I'm all for testing humans and AI on a fair basis; how about we restrict testing to robots physically coming to our testing center to solve the environments via keyboard / mouse / screen like our human testers? ;-)
(This version of the benchmark would be several orders of magnitude harder wrt current capabilities...)
Well, yes, and would hand even more of an advantage to humans. My point is that designing a test around human advantages seems odd and orthogonal to measuring AGI.
This counterpoint doesn't address the issue, and I would argue that it is partially bad faith.
Yes, making it to the test center is significantly harder, but in fact the humans could have solved it from their home PC instead, and performed the exact same. However, if they were given the same test as the LLMs, forbidden from input beyond JSON, they would have failed. And although buying robots to do the test is unfeasible, giving LLMs a screenshot is easy.

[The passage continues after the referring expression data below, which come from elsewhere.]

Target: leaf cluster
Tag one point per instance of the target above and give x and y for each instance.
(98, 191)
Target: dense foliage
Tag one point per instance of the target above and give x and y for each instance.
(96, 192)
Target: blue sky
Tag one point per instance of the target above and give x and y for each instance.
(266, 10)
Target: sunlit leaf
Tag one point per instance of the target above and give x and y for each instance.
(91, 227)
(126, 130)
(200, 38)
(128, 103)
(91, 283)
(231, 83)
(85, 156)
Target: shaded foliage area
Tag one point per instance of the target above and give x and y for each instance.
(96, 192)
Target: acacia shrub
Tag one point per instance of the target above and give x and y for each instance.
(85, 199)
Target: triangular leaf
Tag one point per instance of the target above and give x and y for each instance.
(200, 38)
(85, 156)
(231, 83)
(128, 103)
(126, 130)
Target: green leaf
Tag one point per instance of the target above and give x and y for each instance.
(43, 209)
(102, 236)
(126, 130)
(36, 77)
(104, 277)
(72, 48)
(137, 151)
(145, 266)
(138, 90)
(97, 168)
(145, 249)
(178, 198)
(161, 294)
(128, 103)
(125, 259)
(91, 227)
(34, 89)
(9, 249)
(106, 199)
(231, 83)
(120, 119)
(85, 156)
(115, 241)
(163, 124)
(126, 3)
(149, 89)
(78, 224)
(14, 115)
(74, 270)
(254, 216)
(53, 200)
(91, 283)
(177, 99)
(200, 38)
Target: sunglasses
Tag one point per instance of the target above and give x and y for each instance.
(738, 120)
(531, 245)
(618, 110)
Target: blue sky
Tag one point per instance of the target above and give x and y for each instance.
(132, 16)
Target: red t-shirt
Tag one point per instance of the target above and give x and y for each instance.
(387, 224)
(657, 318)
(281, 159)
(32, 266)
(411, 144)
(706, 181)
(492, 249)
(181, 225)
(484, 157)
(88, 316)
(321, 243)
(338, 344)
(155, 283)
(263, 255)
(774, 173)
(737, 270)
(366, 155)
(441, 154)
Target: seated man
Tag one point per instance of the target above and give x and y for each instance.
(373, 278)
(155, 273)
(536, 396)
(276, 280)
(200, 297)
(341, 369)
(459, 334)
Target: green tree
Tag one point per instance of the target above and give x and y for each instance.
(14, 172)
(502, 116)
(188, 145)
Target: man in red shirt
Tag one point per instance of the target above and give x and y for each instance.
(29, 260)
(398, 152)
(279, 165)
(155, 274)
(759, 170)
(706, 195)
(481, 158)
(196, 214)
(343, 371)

Without visual input for LLMs in a benchmark that humans are asked to solve visually, you are not comparing apples to apples. In fact, LLMs are given a different and significantly harder task, and in a benchmark that is so heavily weighted against the top human baseline, the benchmark starts to mean something extremely different. Essentially, if LLMs eventually match human performance on this benchmark, this will mean that they in fact exceed human performance by some unknown factor, seeing as human JSON performance is not measured.
Personally, this hugely decreased my enthusiasm for the benchmark. If your benchmark is to be a North star to AGI, labs should not be steered towards optimizing superhuman JSON parsing skills. It is much more interesting to steer them towards visual understanding, which is what will actually lead the models out into the world.